Les normes sociales sont des règles tacites sur la manière dont les gens "devraient" se comporter dans certaines situations. Nous intériorisons les normes sociales en grandissant et nous les déduisons du comportement des autres. L'instinct de suivre les normes sociales peut avoir un effet puissant sur nos actions.
Pourquoi cela se produit-il ?
Nous avons évolué en recherchant le contact humain et en craignant le rejet ; le respect des normes sociales augmente nos chances d'être acceptés par d'autres personnes. Le respect des normes peut également nous permettre d'améliorer l'image que nous avons de nous-mêmes.
Exemple 1 - Normes et économies d'énergie
Lorsque les chercheurs ont envoyé des avis aux ménages avec une norme descriptive sur leur consommation d'énergie, les ménages qui se situaient en dessous de la moyenne se sont améliorés, mais ceux qui étaient plus performants ont montré un "effet boomerang" et ont empiré en matière d'économie d'énergie. Toutefois, lorsque les chercheurs ont ajouté un smiley ou un visage triste pour signaler leur approbation ou leur désapprobation, l'effet boomerang a disparu.

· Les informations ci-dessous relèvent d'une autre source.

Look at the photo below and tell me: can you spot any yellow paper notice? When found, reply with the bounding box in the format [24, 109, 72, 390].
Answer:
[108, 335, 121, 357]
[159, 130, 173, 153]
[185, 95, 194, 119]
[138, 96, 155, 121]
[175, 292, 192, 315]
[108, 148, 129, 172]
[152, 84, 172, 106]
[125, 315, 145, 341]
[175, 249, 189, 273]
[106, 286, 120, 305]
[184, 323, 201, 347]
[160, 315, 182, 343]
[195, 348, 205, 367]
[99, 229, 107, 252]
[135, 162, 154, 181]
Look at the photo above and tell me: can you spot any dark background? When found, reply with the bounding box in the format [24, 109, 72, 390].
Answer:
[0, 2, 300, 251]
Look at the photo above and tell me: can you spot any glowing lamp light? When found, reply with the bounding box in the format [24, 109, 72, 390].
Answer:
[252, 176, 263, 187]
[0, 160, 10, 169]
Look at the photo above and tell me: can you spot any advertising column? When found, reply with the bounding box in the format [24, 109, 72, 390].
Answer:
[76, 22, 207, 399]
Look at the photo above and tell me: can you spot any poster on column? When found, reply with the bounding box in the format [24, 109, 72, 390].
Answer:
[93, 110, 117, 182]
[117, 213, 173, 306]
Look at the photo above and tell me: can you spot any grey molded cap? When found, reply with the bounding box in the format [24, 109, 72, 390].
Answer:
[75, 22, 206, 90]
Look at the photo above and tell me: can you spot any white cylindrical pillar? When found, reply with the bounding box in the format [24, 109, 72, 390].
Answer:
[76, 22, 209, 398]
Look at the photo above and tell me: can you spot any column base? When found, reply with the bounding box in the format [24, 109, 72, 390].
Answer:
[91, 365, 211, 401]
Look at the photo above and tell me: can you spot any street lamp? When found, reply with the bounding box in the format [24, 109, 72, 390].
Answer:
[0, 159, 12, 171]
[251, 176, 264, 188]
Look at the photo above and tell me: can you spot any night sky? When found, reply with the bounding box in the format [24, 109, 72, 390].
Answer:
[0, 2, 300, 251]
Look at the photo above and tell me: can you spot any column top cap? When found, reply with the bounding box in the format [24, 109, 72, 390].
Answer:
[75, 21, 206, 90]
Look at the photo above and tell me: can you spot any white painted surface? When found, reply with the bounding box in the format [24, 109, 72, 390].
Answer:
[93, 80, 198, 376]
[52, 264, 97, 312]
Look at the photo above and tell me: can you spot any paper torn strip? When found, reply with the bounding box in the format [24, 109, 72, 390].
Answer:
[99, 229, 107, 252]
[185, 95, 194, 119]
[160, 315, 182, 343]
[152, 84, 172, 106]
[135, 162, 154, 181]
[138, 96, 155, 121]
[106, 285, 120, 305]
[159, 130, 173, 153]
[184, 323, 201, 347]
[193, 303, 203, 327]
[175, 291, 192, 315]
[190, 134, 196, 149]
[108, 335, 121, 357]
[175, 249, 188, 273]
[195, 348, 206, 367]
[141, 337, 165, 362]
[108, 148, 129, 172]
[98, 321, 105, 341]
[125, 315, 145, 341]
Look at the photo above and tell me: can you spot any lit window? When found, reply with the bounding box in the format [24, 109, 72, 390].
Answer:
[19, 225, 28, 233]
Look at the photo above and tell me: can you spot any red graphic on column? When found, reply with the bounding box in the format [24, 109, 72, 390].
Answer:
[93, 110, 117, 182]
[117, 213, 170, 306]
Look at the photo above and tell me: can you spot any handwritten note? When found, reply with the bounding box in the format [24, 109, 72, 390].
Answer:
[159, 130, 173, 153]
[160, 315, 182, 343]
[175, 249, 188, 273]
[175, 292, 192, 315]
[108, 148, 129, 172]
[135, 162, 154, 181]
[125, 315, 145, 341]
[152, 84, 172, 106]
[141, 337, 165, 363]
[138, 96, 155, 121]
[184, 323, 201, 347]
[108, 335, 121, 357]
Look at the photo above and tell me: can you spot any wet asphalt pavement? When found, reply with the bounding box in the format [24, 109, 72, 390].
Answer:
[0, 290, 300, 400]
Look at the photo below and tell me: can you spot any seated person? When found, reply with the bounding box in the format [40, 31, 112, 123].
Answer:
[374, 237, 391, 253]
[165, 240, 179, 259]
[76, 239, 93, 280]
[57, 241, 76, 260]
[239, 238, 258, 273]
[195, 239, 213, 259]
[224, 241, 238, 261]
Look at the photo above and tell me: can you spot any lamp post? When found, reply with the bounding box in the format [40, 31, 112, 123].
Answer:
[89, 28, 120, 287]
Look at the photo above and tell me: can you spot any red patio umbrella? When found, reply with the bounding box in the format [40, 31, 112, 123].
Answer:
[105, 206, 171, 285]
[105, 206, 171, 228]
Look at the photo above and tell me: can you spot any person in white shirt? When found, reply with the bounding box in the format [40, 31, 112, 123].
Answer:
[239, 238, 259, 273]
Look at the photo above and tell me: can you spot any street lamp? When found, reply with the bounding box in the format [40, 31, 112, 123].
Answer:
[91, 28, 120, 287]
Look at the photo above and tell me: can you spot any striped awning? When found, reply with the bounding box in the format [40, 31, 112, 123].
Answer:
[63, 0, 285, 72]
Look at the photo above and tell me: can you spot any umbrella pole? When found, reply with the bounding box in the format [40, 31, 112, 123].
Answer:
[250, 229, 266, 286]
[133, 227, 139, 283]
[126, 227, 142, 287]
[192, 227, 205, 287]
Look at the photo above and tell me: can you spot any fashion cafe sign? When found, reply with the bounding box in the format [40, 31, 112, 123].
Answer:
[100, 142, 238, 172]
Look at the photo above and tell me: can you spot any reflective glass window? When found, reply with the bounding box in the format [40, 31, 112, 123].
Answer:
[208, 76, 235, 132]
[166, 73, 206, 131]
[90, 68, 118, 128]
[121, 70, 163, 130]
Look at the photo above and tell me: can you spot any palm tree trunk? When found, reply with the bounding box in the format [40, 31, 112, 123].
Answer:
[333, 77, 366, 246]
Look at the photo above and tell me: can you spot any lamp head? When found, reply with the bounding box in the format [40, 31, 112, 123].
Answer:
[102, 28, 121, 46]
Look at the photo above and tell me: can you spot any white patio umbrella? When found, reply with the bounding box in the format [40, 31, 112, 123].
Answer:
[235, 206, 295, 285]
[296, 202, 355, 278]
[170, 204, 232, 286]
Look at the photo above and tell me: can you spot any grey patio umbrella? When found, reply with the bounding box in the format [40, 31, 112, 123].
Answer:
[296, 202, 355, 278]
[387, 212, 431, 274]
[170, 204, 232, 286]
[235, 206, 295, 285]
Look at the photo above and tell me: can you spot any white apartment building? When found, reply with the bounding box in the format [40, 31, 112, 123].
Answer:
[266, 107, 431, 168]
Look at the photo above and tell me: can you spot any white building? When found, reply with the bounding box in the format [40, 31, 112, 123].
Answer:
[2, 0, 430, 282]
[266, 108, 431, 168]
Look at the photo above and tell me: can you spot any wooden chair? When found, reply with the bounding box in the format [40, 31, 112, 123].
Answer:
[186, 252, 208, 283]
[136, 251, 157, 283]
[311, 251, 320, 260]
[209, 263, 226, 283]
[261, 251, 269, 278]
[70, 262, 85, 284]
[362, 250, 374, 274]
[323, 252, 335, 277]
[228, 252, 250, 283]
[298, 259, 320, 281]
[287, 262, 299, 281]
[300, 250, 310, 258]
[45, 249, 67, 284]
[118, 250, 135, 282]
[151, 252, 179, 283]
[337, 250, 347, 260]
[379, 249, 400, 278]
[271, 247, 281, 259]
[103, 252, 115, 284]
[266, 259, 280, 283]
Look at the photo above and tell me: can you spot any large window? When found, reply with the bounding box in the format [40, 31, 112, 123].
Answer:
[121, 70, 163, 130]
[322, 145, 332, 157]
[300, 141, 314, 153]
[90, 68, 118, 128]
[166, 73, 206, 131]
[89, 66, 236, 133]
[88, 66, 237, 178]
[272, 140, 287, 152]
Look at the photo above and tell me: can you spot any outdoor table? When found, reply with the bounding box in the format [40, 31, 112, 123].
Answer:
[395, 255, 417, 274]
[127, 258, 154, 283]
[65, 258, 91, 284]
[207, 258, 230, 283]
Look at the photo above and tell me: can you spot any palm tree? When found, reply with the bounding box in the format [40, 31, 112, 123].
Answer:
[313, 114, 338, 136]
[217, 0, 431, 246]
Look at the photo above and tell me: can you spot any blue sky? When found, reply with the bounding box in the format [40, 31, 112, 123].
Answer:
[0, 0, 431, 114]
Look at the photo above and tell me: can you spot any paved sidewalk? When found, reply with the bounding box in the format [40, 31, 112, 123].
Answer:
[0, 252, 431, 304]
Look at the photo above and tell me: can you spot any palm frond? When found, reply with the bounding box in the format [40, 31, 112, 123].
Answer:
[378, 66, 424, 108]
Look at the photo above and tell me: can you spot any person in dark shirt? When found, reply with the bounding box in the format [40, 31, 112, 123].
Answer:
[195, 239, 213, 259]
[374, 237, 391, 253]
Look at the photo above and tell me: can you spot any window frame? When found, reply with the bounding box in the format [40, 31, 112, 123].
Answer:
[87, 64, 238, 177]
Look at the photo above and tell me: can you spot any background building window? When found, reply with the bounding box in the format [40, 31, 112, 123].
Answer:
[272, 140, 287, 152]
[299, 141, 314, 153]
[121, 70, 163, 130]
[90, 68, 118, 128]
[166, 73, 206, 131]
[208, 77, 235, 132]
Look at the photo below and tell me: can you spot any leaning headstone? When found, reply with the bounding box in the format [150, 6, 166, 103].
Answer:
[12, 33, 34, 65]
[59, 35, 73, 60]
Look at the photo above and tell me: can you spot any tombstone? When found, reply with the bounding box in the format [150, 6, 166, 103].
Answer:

Exemple 2 - La théorie des fenêtres cassées et ses problèmes
La théorie des "fenêtres cassées" a influencé la police américaine pendant des décennies, mais elle repose sur une interprétation erronée de certaines recherches menées par Philip Zimbardo. Les normes sociales sont certes puissantes, mais pas autant que certains défenseurs de la théorie des vitres brisées voudraient le faire croire.
Comment l'éviter ?
Prendre du temps avant de rendre une faveur peut nous aider à éviter d'être exploités par la norme de réciprocité. Pour éviter que les normes sociales n'influencent notre prise de décision, il est utile d'intégrer la critique dans le processus. La pratique de la non-conformité peut également aider les gens à s'habituer à être à part.